To me, it seems ironic that some anarchist organizations mirror many of the worst aspects of their Leninist and Trotskyist counterparts. They jealously guard their sectarian boundaries, promote their supposedly ‘correct’ theories, insist on being worthy and boring, insist that their radical ideas are the vital ingredient that the working class needs. The truth is that the working class doesn’t need any of this. Workers need information about their own solidarity, their own unity in action, their own ability to stand up to the bosses and liberate themselves, their own human creativity and potential. As workers become collectively empowered, they’ll work out their own theories, making use, perhaps, of some of the ideas we activists can provide. Against that background, any insight which helps expose division and weakness in the enemy camp is useful; anything which fosters the impression that the ruling class is invincible is reactionary.

Let me conclude by saying that the worst possible kind of theory is the sort which says that everything is a ruling class conspiracy, that the police have got it all sewn up, that the system of mass media censorship is totalitarian and invincible, that there’s nothing we can do. A case in point is a recent Freedom article expressing the paranoid idea that Chris Knight and his comrades are actually part of a huge, well-organised police/media conspiracy designed specifically to justify repression of anarchists.

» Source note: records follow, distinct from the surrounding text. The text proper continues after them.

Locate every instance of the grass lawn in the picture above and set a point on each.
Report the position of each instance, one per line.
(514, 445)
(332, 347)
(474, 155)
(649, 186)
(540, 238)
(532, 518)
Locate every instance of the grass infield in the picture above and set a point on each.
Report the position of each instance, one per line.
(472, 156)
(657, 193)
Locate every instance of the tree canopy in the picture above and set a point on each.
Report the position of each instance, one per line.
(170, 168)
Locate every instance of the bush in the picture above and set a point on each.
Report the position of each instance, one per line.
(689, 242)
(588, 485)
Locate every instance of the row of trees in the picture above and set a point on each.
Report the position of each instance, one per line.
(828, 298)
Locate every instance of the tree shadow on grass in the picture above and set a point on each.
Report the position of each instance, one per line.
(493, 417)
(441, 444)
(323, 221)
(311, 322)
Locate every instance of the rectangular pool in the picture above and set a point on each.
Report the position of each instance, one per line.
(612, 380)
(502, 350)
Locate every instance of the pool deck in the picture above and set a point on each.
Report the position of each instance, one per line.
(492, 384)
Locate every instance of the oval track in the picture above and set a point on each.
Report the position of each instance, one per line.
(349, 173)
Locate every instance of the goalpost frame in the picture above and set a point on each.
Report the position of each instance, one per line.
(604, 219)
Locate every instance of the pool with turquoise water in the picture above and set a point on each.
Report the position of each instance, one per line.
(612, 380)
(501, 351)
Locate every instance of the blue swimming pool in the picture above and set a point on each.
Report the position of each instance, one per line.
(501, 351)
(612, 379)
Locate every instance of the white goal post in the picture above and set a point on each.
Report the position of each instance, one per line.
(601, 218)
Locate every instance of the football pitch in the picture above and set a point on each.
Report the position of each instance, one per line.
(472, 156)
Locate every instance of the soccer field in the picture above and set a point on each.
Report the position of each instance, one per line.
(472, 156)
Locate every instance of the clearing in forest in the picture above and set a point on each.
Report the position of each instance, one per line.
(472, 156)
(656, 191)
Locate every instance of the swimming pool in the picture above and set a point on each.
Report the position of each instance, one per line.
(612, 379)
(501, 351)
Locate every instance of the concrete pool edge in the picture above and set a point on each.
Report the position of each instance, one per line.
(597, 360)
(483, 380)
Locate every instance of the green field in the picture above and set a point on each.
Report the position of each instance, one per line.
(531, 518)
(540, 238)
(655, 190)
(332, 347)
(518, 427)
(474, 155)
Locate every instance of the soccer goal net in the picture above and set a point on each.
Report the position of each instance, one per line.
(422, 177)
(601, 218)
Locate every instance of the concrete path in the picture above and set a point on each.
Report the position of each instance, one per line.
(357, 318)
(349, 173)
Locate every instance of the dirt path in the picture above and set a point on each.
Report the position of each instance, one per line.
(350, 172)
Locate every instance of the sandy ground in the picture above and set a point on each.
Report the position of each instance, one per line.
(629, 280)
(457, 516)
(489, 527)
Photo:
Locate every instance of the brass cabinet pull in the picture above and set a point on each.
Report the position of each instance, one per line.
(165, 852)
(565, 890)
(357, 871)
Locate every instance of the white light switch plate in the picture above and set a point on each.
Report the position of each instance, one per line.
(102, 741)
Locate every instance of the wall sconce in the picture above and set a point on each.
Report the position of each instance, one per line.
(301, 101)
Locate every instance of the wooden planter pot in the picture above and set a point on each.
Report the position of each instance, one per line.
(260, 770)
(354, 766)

Well, believe that if you like. In fact, though, the ruling class aren’t so devilish clever. The deeper their crisis, the worse their mistakes. I pose this question: Why did the state feel obliged to make those pre-emptive arrests before and during the wedding? Was it a sign of strength? Or of weakness? Despite being arrested and imprisoned, few of us feel in any way intimidated or cowed. As far as the ‘Guillotine Three’ are concerned, we’ve found it hard to stop laughing. We are now in the process of building a movement to defend the right to protest in the face of a regime which appears more intolerant and insecure by the day.

If workers have accepted capitalist society, it’s because the system has offered limited freedoms and improvements in living standards. If it can’t offer either any more, people will be looking for alternatives. We’re heading for interesting times. Let’s stop attacking one another and focus on winning the revolution!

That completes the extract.